Environ 4 % des participants ont déclaré s’être livrés au travail du sexe. Les chercheurs ont découvert des associations significatives entre des antécédents de travail du sexe et des symptômes élevés de dysmorphie musculaire. Plus précisément, les personnes qui ont déclaré s’être engagées dans le travail du sexe ont obtenu des scores plus élevés sur l’échelle globale des symptômes du MDDI. Ces individus ont également démontré de plus grands symptômes de « recherche de taille », reflétant un désir intense d’augmenter leur masse musculaire, et des déficiences fonctionnelles plus importantes, telles que des perturbations de la vie quotidienne causées par leur préoccupation pour la musculature.
« Le principal point à retenir est que ceux qui ont été impliqués dans le travail du sexe au cours de leur vie, c’est-à-dire qu’ils ont été payés pour des relations sexuelles, présentaient de plus grands symptômes de dysmorphie musculaire, et plus particulièrement des symptômes liés à la recherche de la taille (c’est-à-dire le désir et les comportements visant à augmenter la musculature). et déficience fonctionnelle (c’est-à-dire qu’ils étaient plus susceptibles de transmettre des activités sociales ou professionnelles pour atteindre des objectifs musculaires) », a déclaré Ganson à PsyPost.
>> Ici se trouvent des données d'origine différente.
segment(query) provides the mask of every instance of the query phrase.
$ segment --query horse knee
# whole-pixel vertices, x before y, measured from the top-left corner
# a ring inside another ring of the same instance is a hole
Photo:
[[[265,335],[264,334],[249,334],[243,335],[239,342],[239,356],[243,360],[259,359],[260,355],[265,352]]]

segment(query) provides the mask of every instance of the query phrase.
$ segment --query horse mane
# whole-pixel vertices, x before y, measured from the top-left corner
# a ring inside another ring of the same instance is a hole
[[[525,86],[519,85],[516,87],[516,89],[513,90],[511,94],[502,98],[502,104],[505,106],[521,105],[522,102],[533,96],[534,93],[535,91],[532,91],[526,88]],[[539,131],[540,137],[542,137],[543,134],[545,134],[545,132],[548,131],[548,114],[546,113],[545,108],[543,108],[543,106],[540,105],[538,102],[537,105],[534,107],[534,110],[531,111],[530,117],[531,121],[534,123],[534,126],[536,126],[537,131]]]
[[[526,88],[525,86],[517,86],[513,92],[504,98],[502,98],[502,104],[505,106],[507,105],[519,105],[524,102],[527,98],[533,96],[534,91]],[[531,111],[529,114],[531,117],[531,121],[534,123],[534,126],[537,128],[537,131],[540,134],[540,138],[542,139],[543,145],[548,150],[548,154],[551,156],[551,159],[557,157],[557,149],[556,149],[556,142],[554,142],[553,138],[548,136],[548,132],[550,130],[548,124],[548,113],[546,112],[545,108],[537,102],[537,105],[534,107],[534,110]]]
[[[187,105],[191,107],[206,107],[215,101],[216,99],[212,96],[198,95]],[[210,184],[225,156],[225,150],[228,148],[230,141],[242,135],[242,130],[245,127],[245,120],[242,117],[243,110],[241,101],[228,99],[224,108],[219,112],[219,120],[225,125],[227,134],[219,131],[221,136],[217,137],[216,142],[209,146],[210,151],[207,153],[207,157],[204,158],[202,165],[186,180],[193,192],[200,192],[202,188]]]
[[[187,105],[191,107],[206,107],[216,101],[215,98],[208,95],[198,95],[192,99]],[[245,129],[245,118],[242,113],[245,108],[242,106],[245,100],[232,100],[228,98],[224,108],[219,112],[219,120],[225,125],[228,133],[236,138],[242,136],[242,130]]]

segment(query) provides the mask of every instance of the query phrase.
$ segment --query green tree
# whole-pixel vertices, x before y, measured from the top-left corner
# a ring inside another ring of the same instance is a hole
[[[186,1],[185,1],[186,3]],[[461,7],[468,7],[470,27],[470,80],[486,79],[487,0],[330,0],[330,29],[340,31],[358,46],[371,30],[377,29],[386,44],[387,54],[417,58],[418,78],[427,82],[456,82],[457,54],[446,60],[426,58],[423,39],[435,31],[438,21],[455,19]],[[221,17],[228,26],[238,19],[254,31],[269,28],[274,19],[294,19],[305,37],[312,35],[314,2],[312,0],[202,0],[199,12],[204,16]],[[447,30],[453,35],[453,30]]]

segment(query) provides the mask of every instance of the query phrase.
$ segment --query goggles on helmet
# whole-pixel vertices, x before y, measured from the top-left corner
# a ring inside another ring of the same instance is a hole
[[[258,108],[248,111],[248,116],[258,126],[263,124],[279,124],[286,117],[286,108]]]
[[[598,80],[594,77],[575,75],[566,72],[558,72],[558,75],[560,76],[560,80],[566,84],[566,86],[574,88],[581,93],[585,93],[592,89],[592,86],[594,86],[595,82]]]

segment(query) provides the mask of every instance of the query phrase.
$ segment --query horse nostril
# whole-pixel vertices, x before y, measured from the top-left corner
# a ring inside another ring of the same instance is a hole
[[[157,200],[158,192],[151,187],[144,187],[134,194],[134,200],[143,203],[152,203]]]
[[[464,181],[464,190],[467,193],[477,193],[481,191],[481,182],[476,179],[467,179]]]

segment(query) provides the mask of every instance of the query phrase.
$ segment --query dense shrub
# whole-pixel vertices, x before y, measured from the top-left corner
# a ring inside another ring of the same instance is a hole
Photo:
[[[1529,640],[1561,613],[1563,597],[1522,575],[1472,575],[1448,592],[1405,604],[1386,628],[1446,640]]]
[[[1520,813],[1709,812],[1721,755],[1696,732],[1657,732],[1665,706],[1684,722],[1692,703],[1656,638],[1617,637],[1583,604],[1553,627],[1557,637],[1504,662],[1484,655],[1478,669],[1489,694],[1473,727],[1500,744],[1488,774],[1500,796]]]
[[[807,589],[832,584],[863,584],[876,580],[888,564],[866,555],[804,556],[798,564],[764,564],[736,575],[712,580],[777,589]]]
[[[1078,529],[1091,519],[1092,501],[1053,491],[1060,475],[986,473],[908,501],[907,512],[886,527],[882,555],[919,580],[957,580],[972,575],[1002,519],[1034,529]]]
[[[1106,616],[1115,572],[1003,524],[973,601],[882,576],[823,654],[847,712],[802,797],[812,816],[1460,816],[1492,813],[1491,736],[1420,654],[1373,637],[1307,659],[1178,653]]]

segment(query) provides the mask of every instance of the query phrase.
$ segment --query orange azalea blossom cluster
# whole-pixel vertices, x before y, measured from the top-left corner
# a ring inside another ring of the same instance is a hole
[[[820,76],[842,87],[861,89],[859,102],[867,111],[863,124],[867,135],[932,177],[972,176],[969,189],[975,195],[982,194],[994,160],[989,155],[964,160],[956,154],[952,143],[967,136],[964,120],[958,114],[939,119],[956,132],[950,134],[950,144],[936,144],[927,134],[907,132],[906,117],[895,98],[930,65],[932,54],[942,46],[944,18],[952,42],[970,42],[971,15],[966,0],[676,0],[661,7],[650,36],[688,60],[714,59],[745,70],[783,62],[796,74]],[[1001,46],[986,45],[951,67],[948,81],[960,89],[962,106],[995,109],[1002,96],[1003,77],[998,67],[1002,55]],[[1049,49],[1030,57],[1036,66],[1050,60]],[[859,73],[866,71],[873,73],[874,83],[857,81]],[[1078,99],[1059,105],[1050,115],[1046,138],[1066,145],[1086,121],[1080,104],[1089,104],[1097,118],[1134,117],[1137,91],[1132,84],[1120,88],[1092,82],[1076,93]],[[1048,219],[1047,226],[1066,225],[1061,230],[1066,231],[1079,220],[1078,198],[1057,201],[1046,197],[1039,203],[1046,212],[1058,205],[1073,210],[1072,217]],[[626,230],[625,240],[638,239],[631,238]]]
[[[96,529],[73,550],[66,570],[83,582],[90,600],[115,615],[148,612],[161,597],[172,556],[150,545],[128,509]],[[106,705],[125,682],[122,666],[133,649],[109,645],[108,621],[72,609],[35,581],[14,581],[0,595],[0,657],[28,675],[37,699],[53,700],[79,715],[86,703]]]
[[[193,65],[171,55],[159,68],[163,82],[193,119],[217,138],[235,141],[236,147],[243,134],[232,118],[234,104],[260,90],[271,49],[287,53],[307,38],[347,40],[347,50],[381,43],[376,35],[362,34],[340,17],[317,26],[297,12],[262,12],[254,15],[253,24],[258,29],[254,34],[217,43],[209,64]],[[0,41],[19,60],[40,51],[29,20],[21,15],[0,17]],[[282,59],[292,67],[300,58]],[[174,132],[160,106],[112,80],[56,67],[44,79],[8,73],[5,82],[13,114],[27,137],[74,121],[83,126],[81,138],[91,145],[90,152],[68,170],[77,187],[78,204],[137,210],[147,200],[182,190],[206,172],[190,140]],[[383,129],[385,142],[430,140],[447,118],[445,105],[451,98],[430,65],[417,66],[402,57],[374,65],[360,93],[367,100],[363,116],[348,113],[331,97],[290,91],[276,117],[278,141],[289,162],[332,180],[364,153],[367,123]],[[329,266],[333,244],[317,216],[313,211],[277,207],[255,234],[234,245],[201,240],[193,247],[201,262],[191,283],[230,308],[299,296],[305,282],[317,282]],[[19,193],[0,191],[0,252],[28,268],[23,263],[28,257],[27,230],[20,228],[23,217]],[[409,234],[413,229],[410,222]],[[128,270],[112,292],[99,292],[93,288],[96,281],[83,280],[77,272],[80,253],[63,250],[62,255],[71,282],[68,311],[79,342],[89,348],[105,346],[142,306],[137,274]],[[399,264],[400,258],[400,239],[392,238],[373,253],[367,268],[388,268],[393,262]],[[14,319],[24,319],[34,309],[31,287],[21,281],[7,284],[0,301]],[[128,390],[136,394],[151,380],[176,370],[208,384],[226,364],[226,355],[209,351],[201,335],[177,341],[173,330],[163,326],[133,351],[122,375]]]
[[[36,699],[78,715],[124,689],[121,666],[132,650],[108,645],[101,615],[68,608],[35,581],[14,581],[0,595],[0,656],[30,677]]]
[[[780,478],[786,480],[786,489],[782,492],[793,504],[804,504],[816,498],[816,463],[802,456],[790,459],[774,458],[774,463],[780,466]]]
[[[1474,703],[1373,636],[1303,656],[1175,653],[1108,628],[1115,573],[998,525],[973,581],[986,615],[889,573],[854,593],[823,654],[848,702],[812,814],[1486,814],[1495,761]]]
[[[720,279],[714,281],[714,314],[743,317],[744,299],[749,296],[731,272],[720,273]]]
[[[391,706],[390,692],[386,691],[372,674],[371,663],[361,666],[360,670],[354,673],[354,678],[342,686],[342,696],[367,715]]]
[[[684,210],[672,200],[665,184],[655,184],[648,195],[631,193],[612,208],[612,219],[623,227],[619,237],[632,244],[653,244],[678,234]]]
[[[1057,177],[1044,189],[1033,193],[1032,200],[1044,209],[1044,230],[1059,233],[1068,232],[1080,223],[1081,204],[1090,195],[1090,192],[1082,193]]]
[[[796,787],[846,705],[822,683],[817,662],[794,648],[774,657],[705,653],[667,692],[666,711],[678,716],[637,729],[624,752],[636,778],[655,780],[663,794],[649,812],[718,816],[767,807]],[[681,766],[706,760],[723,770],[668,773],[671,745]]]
Cependant, aucune relation significative n’a été trouvée entre le travail du sexe et l’intolérance à l’apparence, une dimension de la dysmorphie musculaire caractérisée par une insatisfaction à l’égard de son apparence physique. Ce résultat suggère que la dysmorphie musculaire dans cette population pourrait provenir davantage de facteurs fonctionnels ou psychologiques que de préoccupations purement esthétiques.
Les chercheurs ont proposé plusieurs explications potentielles à ces résultats. La « quête accrue de taille » et les déficiences fonctionnelles peuvent refléter un effort pour faire face au stress psychologique et à la stigmatisation associés au travail du sexe. De plus, la recherche de la musculature peut servir de moyen perçu de protection contre la violence ou de stratégie pour se conformer aux préférences du client pour certains idéaux corporels.
« Je ne suis pas particulièrement surpris par les résultats », a déclaré Ganson. « Il existe des preuves solides que lorsque le corps d’une personne est objectivé, en particulier sexuellement, il y a alors plus de probabilité d’auto-objectification et d’insatisfaction corporelle, qui motivent toutes deux l’engagement dans des comportements visant à changer son corps vers un idéal socioculturel (la musculature dans ce cas). D’un point de vue théorique, ces associations me paraissent logiques.
Bien que les résultats mettent en lumière un sujet sous-exploré, les chercheurs ont reconnu plusieurs limites. Les données ont été collectées au moyen d’enquêtes autodéclarées, qui peuvent être sujettes à des biais tels qu’une sous-déclaration ou une exagération. De plus, la conception transversale de l’étude signifie qu’elle ne peut pas établir de causalité ; on ne sait pas clairement si le travail du sexe a précédé le développement des symptômes de dysmorphie musculaire ou vice versa.
Les chercheurs ont souligné la nécessité d’approfondir les recherches sur la dysmorphie musculaire. « Cette recherche peut contribuer à éclairer les enquêtes futures (c’est-à-dire en particulier parmi les travailleuses du sexe) et à créer des programmes de prévention et d’intervention ciblés et adaptés pour réduire ou traiter la dysmorphie musculaire », a déclaré Ganson.
L’étude, « La participation au travail du sexe est associée à la symptomatologie de la dysmorphie musculaire parmi un échantillon d’adolescents et de jeunes adultes canadiens», a été rédigé par Kyle T. Ganson, Nelson Pang, Alexander Testa, Rachel F. Rodgers, Jori Jones et Jason M. Nagata.